Create the a CloudWatch alarm when success percent drops below 90% for that canary

In [None]:
cloudwatch = boto3.client('cloudwatch')

canary_alarm_name = '{}-synth-lt-threshold'.format(canary_name)

response = cloudwatch.put_metric_alarm(
    AlarmName=canary_alarm_name,
    ComparisonOperator='LessThanThreshold',
    EvaluationPeriods=1,
    DatapointsToAlarm=1,
    Period=600, # 10 minute interval
    Statistic='Average',
    Threshold=90.0,
    ActionsEnabled=False,
    AlarmDescription='SuccessPercent LessThanThreshold 90%',
    Namespace='CloudWatchSynthetics',
    MetricName='SuccessPercent',
    Dimensions=[
        {
          'Name': 'CanaryName',
          'Value': canary_name
        },
    ],
    Unit='Seconds'
)

print('Creating alarm: {}'.format(canary_alarm_name))
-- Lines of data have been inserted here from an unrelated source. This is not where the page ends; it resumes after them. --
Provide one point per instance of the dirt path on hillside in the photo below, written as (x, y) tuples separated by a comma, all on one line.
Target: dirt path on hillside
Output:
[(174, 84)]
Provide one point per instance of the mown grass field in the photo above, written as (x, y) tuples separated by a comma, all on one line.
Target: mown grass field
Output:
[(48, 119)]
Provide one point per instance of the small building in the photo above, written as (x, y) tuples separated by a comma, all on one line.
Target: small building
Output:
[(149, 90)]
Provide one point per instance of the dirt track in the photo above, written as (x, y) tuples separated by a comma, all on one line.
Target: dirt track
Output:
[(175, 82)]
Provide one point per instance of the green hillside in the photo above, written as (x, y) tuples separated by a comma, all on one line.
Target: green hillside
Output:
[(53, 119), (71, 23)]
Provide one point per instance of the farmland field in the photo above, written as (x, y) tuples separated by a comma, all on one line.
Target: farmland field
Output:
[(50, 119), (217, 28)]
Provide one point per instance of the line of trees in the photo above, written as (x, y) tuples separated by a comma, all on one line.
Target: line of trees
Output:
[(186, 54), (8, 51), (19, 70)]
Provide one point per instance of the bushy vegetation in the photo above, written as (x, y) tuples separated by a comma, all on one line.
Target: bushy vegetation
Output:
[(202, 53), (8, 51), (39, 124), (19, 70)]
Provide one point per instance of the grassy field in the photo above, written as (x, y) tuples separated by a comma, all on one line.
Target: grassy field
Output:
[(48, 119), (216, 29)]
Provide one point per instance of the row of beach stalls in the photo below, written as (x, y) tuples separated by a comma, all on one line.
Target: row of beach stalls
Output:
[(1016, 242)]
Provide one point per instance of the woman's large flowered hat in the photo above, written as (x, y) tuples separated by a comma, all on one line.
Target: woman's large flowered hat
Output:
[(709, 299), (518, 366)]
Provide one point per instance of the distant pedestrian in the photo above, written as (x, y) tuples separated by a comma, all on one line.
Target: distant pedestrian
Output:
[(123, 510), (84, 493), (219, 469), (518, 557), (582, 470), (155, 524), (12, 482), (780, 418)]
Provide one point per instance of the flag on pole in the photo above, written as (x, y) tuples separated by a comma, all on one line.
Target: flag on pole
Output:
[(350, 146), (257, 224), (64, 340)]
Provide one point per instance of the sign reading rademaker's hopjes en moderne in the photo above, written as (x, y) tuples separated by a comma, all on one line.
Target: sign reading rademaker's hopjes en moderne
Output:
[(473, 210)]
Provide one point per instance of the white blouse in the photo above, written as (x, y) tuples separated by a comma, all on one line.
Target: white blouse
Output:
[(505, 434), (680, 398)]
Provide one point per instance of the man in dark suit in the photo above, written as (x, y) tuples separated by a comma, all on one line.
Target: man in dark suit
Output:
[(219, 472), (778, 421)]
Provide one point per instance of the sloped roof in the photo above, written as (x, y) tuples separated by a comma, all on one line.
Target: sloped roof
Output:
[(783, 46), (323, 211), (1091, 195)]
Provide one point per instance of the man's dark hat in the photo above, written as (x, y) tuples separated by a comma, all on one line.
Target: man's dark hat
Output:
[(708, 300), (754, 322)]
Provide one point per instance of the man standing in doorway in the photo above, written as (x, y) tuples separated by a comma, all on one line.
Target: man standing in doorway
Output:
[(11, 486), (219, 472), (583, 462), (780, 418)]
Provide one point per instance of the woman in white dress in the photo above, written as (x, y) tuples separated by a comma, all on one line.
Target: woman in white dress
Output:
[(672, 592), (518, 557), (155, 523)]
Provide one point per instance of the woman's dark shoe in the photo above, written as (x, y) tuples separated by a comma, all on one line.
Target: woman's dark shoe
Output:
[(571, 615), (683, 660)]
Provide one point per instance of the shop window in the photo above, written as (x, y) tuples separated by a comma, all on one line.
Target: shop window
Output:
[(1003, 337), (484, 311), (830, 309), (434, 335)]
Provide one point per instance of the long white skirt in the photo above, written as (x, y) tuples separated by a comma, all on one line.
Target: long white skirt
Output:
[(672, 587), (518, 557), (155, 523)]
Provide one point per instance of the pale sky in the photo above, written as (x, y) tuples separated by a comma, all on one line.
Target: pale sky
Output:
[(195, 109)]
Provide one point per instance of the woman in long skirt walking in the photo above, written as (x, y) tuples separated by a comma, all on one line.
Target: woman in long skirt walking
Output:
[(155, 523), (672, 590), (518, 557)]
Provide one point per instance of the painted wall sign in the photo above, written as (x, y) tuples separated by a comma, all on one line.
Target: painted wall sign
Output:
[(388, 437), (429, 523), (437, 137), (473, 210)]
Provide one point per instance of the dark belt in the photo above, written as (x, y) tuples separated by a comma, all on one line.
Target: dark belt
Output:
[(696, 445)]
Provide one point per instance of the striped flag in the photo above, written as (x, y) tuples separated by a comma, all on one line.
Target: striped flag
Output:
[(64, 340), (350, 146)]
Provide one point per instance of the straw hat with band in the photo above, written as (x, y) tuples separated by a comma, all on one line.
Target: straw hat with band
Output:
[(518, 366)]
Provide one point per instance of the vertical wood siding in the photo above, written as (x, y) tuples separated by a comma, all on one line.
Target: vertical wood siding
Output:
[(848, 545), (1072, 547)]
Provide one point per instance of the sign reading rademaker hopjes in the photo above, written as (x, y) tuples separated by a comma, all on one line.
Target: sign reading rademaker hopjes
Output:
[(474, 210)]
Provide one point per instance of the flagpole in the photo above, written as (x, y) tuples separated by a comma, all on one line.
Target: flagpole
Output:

Let's wait for the canary to be read, then start it and wait until running.  The

In [None]:
while True:
    try:
        response = synth.get_canary(Name=canary_name)
        status = response['Canary']['Status']['State']    
        print('Canary status: {}'.format(status))
        if status == 'ERROR':
            raise(Exception(response['Canary']['Status']['StateReason']))    
        elif status == 'READY':
            synth.start_canary(Name=canary_name)
        elif status == 'RUNNING':
            break        
    except ClientError as e:
        if e.response["Error"]["Code"] == "ResourceNotFoundException":
            print('No canary found.')
            break
        print(e.response["Error"]["Message"])
    time.sleep(10)

# Output a html link to the cloudwatch console
HTML('<a target="_blank" href="https://{0}.console.aws.amazon.com/cloudwatch/home?region={0}#synthetics:canary/detail/{1}">CloudWatch Canary</a>'.format(region, canary_name))

### Create Dashboard

Finally let's create a AWS CloudWatch Dashboard to visualize the key performane metrics and alarms.

In [None]:
sts = boto3.client('sts')
account_id = sts.get_caller_identity().get('Account')
dashboard_name = 'mlops-{}'.format(model_name)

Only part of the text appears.